Harlan, you have taken a hard line that niacin and fish oil omega-3 has no benefit on coronary disease. Are you not a little concerned that maybe you are wrong, and physicians will follow your advice, and people will suffer unneeded heart attacks and die?
As moderator of this prestigious blog, I feel that you have a responsibility to judge slowly as you weld great credibility.
This is of particular concern considering the relatively weak quality of the results from AIM-HIGH and HPS2-THRIVE as well as your previously referenced meta-analysis on omega-3 for reaching any hard conclusions.
I think we have to tell him….
Great treatment!!! a success!!!!
12 years since the last procedure… “you are asymptomatic, with very good levels of lipids, good tolerance” and seems he feels well…so, the treatment works!!!
We have to say also, that this last study, HPS2-THRIVE, had another active component (laropiprant) and we can’t translate the results to him…
Finally, don’t change anything, “you are fine”….
I will tell him : better the devil you know than the devil you don’t.

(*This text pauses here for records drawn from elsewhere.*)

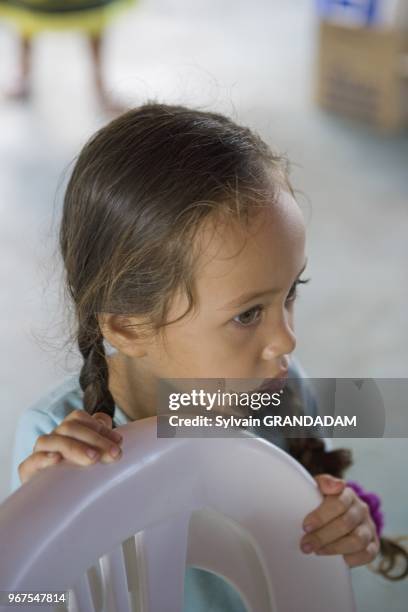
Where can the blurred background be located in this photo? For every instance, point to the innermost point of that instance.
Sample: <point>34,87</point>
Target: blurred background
<point>332,95</point>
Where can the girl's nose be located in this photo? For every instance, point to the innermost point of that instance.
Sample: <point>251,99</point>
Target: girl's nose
<point>282,342</point>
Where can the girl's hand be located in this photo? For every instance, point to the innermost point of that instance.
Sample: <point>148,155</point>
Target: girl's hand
<point>341,525</point>
<point>80,438</point>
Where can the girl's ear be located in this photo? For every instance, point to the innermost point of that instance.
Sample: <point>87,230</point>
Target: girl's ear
<point>125,333</point>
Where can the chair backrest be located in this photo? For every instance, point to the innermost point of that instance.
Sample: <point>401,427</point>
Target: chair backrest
<point>233,506</point>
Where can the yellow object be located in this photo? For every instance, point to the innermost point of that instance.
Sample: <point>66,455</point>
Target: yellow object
<point>33,16</point>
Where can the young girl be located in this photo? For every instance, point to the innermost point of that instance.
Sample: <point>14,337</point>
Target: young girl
<point>183,247</point>
<point>31,17</point>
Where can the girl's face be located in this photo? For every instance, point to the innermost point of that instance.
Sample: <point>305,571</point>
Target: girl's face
<point>243,326</point>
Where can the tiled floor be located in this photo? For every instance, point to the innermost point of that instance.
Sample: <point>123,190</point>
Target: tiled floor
<point>257,66</point>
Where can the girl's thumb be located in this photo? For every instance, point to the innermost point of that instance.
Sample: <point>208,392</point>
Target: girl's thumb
<point>105,418</point>
<point>329,485</point>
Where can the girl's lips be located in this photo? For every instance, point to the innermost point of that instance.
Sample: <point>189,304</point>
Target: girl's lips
<point>273,384</point>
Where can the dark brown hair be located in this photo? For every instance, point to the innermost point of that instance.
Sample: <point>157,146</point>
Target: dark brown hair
<point>140,189</point>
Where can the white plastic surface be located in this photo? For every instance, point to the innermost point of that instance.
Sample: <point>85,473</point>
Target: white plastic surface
<point>234,506</point>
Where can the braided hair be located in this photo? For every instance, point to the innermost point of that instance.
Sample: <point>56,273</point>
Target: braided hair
<point>141,188</point>
<point>94,375</point>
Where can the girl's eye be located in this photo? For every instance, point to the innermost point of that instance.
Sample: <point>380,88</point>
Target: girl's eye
<point>292,295</point>
<point>246,318</point>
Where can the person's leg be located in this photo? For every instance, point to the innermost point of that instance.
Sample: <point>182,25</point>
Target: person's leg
<point>108,103</point>
<point>21,87</point>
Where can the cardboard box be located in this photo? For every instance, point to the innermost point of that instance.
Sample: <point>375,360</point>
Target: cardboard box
<point>362,73</point>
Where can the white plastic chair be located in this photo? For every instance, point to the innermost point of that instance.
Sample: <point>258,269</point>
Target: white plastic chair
<point>233,506</point>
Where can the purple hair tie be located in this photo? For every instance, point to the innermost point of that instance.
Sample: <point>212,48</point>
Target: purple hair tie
<point>374,503</point>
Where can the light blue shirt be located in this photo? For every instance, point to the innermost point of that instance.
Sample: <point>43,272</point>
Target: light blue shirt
<point>204,591</point>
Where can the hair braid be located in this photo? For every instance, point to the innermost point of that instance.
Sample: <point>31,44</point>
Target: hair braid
<point>392,562</point>
<point>94,375</point>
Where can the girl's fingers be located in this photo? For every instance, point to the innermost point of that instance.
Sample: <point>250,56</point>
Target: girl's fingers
<point>365,556</point>
<point>331,507</point>
<point>35,462</point>
<point>355,542</point>
<point>337,528</point>
<point>75,450</point>
<point>100,422</point>
<point>83,432</point>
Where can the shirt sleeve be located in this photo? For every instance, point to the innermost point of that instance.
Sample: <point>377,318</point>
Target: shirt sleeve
<point>31,424</point>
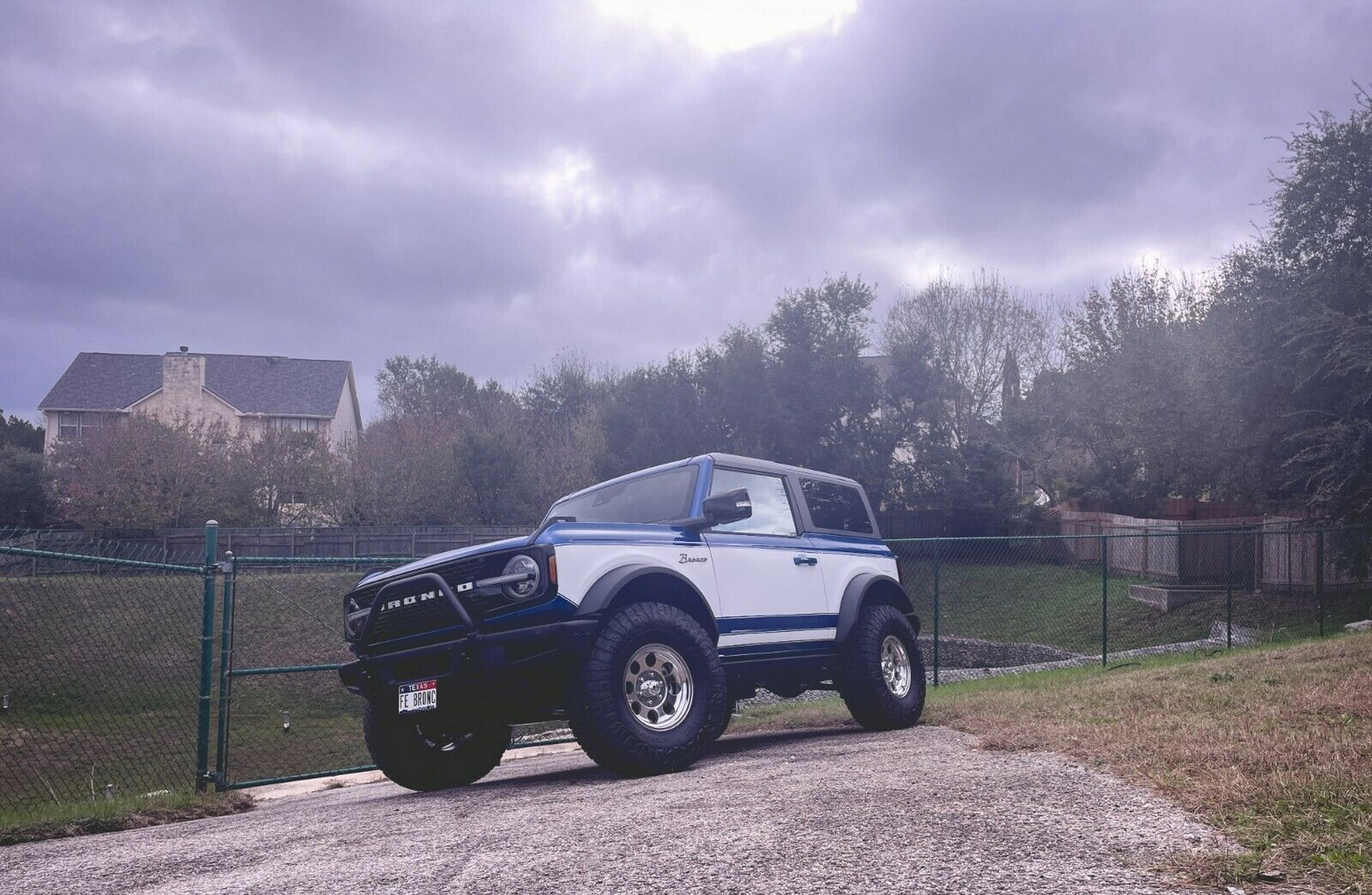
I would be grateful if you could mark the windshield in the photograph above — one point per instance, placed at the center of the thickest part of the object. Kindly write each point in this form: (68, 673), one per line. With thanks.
(657, 498)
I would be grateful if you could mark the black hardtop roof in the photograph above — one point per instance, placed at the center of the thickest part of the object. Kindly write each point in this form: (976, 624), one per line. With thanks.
(780, 469)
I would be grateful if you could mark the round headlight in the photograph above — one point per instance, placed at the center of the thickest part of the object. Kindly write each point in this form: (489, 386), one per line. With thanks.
(526, 589)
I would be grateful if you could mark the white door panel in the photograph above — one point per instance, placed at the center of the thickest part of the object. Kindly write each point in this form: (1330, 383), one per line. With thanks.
(581, 565)
(757, 574)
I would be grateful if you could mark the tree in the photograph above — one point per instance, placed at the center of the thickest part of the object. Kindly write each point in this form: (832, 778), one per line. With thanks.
(822, 392)
(141, 473)
(19, 434)
(424, 388)
(1301, 301)
(976, 331)
(24, 502)
(282, 479)
(1133, 417)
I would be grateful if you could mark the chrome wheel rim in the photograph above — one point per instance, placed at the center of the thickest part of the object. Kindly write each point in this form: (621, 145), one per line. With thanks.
(895, 666)
(657, 687)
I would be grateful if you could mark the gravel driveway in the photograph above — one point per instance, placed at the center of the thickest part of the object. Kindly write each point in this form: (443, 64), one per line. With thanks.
(835, 810)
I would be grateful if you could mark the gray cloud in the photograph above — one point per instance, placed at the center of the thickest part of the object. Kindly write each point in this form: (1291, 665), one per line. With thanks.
(494, 181)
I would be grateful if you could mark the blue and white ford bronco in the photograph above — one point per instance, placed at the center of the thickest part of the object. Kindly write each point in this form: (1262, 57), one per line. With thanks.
(640, 610)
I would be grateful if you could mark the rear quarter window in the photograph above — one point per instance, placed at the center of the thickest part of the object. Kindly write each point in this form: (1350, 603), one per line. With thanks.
(836, 507)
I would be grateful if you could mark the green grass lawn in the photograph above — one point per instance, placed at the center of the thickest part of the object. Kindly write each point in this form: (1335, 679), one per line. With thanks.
(102, 672)
(1272, 744)
(1060, 605)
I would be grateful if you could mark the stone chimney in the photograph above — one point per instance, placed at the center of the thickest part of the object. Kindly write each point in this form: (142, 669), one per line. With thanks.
(183, 381)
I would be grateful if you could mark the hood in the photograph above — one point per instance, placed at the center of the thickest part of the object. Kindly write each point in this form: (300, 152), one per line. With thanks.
(438, 559)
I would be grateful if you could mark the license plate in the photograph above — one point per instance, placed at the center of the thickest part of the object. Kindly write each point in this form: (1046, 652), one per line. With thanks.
(419, 696)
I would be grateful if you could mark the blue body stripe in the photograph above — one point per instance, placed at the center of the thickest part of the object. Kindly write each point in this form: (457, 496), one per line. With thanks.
(796, 649)
(556, 609)
(738, 624)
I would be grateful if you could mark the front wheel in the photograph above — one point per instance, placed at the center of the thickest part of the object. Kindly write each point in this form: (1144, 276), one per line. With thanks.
(651, 695)
(429, 751)
(881, 671)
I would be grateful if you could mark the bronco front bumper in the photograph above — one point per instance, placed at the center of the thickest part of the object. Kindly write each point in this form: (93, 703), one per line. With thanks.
(478, 665)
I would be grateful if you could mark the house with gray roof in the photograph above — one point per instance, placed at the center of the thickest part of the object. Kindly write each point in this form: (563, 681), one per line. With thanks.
(247, 394)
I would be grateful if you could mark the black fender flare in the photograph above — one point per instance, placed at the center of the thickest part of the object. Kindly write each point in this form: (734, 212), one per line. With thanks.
(601, 595)
(869, 589)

In response to William Blanchet: what did I say in this string of comments that was directional. I have just been trying to listen to the views expressed by our readers. Curious what you think I said that was judgmental.
I was referring to previous posts suggesting that fish oil omega-3 was of no value and HPS2-THRIVE was the last nail in the niacin coffin.
Am I misinterpreting your position? Do you believe that there is a role for niacin and fish oil derived omega-3 in coronary prevention?
I am the moderator in this post. Trying to encourage discussion among the readers. With respect to CX more generally, we are open to all opinions, voiced respectfully and not too repetitively. The Editor does have opinions too and is allowed to express them respectfully and not too repetitively.